Un article de Matt Craig pour Forbes US – traduit par Lisa Deleforterie
Depuis décembre dernier, sa vie a radicalement changé : en accédant à la finale des championnats du monde de la Professional Darts Corporation (PDC) à l’âge de 16 ans, il est devenu une célébrité du jour au lendemain au Royaume-Uni. Les invitations aux talk-shows, les messages privés de célébrités comme David Beckham, et même les rencontres avec des joueurs de son équipe favorite, Manchester United, font désormais partie de son quotidien. En quelques mois à peine, son compte Instagram est passé de 4 000 abonnés à plus de 1,3 million.
Pourtant, alors que la PDC s’est rendue à New York pour son tournoi annuel US Darts Masters au Hulu Theater at Madison Square Garden le week-end dernier, le jeune Littler âgé de 17 ans semblait quelque peu hésitant à endosser pleinement son nouveau rôle de figure emblématique de son sport.
« Je suis populaire, ce qui est une bonne chose », déclare Luke Littler, qui apparaît dans le classement 2024 de Forbes 30 Under 30 Europe. « Mais j’aimerais bien que personne ne sache qui je suis et que je continue à vivre dans l’anonymat. »

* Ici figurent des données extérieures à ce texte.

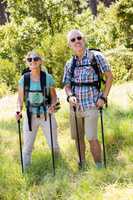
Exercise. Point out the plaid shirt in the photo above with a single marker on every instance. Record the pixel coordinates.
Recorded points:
(86, 96)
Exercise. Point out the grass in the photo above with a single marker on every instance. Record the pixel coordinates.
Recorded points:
(115, 182)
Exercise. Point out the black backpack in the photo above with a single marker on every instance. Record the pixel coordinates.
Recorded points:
(45, 93)
(95, 66)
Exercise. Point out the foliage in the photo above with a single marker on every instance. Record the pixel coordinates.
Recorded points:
(8, 74)
(125, 19)
(54, 15)
(4, 90)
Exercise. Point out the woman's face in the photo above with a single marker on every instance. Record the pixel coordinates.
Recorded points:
(34, 61)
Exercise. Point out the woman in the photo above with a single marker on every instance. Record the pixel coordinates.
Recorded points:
(35, 88)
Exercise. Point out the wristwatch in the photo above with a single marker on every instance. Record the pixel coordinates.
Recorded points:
(104, 99)
(68, 97)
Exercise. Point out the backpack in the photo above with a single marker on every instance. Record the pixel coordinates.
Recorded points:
(43, 94)
(95, 66)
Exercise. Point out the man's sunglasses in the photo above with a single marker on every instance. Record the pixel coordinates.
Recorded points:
(74, 39)
(33, 59)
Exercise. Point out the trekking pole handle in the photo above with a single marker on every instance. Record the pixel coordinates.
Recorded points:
(18, 112)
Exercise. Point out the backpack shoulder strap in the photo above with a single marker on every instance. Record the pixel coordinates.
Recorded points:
(26, 83)
(43, 82)
(73, 65)
(95, 66)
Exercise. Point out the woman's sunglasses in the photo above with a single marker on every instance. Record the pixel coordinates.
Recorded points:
(33, 59)
(77, 38)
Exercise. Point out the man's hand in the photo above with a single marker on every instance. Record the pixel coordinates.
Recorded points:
(72, 100)
(51, 108)
(18, 115)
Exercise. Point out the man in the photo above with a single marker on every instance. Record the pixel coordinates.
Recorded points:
(82, 89)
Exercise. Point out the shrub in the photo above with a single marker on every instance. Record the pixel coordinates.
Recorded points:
(121, 61)
(8, 74)
(4, 90)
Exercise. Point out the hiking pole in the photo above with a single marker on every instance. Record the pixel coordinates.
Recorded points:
(77, 131)
(52, 148)
(20, 145)
(104, 153)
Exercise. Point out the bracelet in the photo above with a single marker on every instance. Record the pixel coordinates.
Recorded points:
(68, 97)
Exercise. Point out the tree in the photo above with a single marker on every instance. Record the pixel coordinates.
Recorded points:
(3, 13)
(125, 19)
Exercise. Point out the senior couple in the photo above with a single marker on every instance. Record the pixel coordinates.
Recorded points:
(82, 87)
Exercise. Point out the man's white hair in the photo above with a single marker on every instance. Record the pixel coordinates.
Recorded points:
(74, 31)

Cela semble peu probable aujourd’hui, étant donné que la finale du championnat du monde a été le programme le plus regardé – hors football – dans l’histoire de Sky Sports, avec un pic de 3,7 millions de téléspectateurs. Et Luke Littler a passé les cinq derniers mois à prouver que ce succès n’était pas le fruit du hasard. Sa performance en finale l’a propulsé dans la saison de 16 semaines de la Premier League Darts, où il a dominé le classement pour finalement remporter le play-off de fin de saison devant plus de 14 000 spectateurs à l’O2 Arena de Londres il y a maintenant deux semaines.
Un triomphe télévisuel en termes d’audience
Luke Littler a peut-être perdu la finale du championnat du monde PDC en janvier 2024, mais son apparition a plus que doublé le précédent record d’audience avec 3,7 millions de téléspectateurs. Voici la comparaison avec d’autres événements (dont le football, le golf, le cricket et la boxe) sur Sky Sports.
« À tous les sceptiques, bonjour ! », s’est écrié Littler devant la foule lors de son interview d’après-match, dans un rare élan d’émotion. « Vous ne douterez plus de moi maintenant ! »
Ce titre majeur a rapporté 350 000 dollars (322 000 euros) à Littler, ce qui porte le total de ses gains à un peu plus de 825 000 dollars (760 000 euros) depuis janvier. Si l’on inclut les contrats de sponsoring, les royalties et les droits d’apparition, Forbes estime que Littler gagnera plus de 1,5 million de dollars (avant impôts) en 2024. Matt Porter, PDG de la Professional Darts Corporation, prédit que Littler se classera parmi les trois sportifs les mieux payés de l’année. « Je ne me concentre pas vraiment sur l’aspect financier », déclare Littler à propos de son potentiel de revenus. « Je me contente simplement de jouer aux fléchettes chaque semaine et de viser la victoire. »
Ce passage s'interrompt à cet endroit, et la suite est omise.